É um debate aparentemente circunscrito a meios académicos e profissionais, mas ameaça ganhar repercussão pública: que destino dar aos bens arqueológicos à guarda do Estado e àqueles que venham a ser encontrados, partindo do princípio de que o Estado já não tem espaço para os guardar? Neste debate, a diretora-geral do património aponta apenas uma certeza: “Não temos dúvidas nenhumas de que é uma situação sensível e tem de ser vista com muita atenção. Mas tem de ser vista. É melhor encarar a situação do que pensar que ela não existe.”

Ao Observador, na quarta-feira à tarde, durante uma visita ao Forte de Peniche — onde a partir do próximo ano ficará instalado um novo museu público, o Museu Nacional Resistência e Liberdade —, Paula Araújo da Silva não se alongou em comentários. Mas disse que “o assunto está em discussão, não está fechado”.

“Não vamos fazer sair nenhum documento definitivo sem recolher contributos de todas as entidades que estão preocupadas com o assunto, tal como nós estamos preocupados. De qualquer forma, o documento final será sempre entendido apenas como manual de boas práticas”, sublinhou a responsável direta pela política museológica pública e de salvaguarda do património cultural.

Em causa está uma proposta escrita, em discussão pública até 30 de abril, em que a Direção-Geral do Património Cultural (DGPC) e o Centro de Arqueologia da Câmara de Lisboa apresentam “recomendações de boas práticas na gestão de espólios” em termos de “recolha, seleção e descarte”. É sobretudo este último aspeto que está a gerar controvérsia. O descarte implica a eliminação de bens móveis (os achados arqueológicos) através de destruição física, de despejo em lixeiras ou por meio de reenterramento no sítio da escavação, refere a proposta.

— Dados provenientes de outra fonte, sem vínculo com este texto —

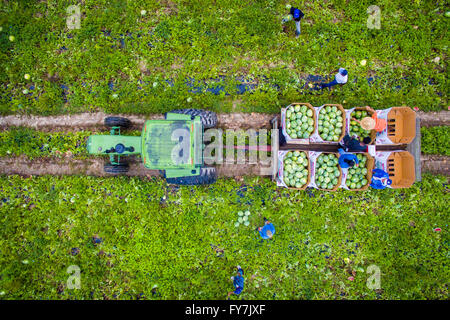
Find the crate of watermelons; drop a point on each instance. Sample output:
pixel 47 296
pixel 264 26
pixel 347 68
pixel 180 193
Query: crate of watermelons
pixel 354 128
pixel 359 178
pixel 331 122
pixel 298 122
pixel 327 172
pixel 293 169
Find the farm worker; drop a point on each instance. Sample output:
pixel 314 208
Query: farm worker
pixel 380 179
pixel 351 144
pixel 267 231
pixel 341 77
pixel 297 15
pixel 238 282
pixel 372 123
pixel 347 160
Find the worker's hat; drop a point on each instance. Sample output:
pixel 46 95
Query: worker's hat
pixel 368 123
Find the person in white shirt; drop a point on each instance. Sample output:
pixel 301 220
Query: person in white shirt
pixel 341 77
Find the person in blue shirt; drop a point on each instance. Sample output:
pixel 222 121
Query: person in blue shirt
pixel 267 231
pixel 347 160
pixel 380 179
pixel 296 15
pixel 351 144
pixel 238 282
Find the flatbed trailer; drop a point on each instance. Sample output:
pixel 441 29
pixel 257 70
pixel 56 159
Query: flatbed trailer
pixel 414 148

PUB • CONTINUE A LER A SEGUIR

Não há referências diretas a uma nova política de descarte, mas diz-se que nos últimos 20 anos a “atividade arqueológica conheceu uma forte expansão”, principalmente em Lisboa, o que levou a um “aumento verdadeiramente colossal” no volume de bens recolhidos no subsolo. Por isso, “urge adequar as infraestruturas nacionais às reais necessidades”, lê-se. A proposta tem âmbito nacional e sugere, por exemplo, que o descarte possa ocorrer quando vestígios encontrados tenham pouco potencial para estudo científico ou exibição em museus, sejam pouco significativos, não se revistam de raridade ou já haja vestígios idênticos numa determinada coleção museológica.

“Grave incumprimento da lei”

Uma petição pública na internet, que até quarta-feira à noite tinha recolhido apenas 177 assinaturas, pede ao Estado que mande construir “ edifícios apropriados” ou que faça “parcerias” como “organismos públicos ou privados” para solucionar a falta de reservas, ou seja, de espaços onde guardar bens arqueológicos.

A petição foi criada por Leonor Rocha, professora no departamento de história da Universidade de Évora, e sustenta que o conteúdo do documento proposto pela DGPC “constitui um grave incumprimento da lei”, nomeadamente a Lei de Bases do Património Cultural, de 2001. “Aponta para um recuo dos pressupostos da atividade arqueológica para os princípios do século XX”, lê-se.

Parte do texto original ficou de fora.